About Writing

Steve Bartholomew
 

My publisher, e-Press Online, has asked me to do a short piece on the craft of writing, and to post it on my web site.  I can not tell anyone else how to write, I can only tell how I write.

Now and then, someone asks me how I handle "writer's block." My answer is always the same: There's no such thing.* How could anyone possibly run out of ideas? My third novel, "Gold," demanded to be written. The original idea came from a book I picked up for free at a yard sale. The book was "Sea Routes to the Gold Fields," by Oscar Lewis, published by Knopf, copyright 1949. It was a collection of stories by and about argonauts of the California gold rush, and the ships they rode in. Like all good books, it made me want to learn more. I began to look up information about 19th Century steam engines and ship wrecks, and the people involved. In 1848, the United States was far from wealthy, and far from becoming a world power. There was even some doubt we would survive as a nation, a doubt that was not to be resolved until the Civil War.

A promise of sudden wealth and gold in California was more than merely a chance of economic advancement. It was an opportunity for people on the edge of survival to attain a new and different life.
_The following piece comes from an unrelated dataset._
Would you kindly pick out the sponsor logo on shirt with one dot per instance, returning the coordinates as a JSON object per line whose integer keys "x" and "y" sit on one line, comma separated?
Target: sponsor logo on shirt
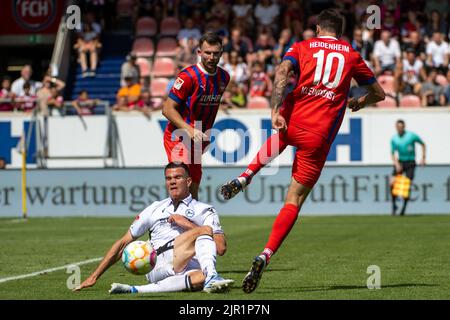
{"x": 178, "y": 83}
{"x": 189, "y": 213}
The promise was held out not only to Americans in the east, but to desperate people all over the globe. It brought thousands of English-speaking men and women to the newly acquired territory. It also brought people with dozens of other languages and cultures. Whatever the outcome, history would be different from what it had been.

Therefore, my own small retelling of the story took an obvious course: it was the story of desperate people trying for something better than what they had known. Marcus, the leading character, has a gambling problem. He risks all with a final, all-or-nothing throw of the dice. Many others did the same, and thus we are what we have become.

But this was supposed to be an essay on writing, not about the gold rush. My purpose is to suggest where ideas come from. Long ago, when I was first taking creative writing classes, I used to wonder how writers developed a plot. I have since come to see there are only two plots--in the first, a hero/heroine struggles against obstacles, is nearly defeated, and finally succeeds. This is drama. In the second, the hero/heroine struggles against obstacles, nearly succeeds, but then loses. This is tragedy. A comedy can use either plot. So, in writing, I ask who the hero is, what he/she wants to do, and what are the obstacles? The rest follows. I sit down at the keyboard, and begin throwing dice.

*There is, however, such a thing as procrastination, which is a whole other problem.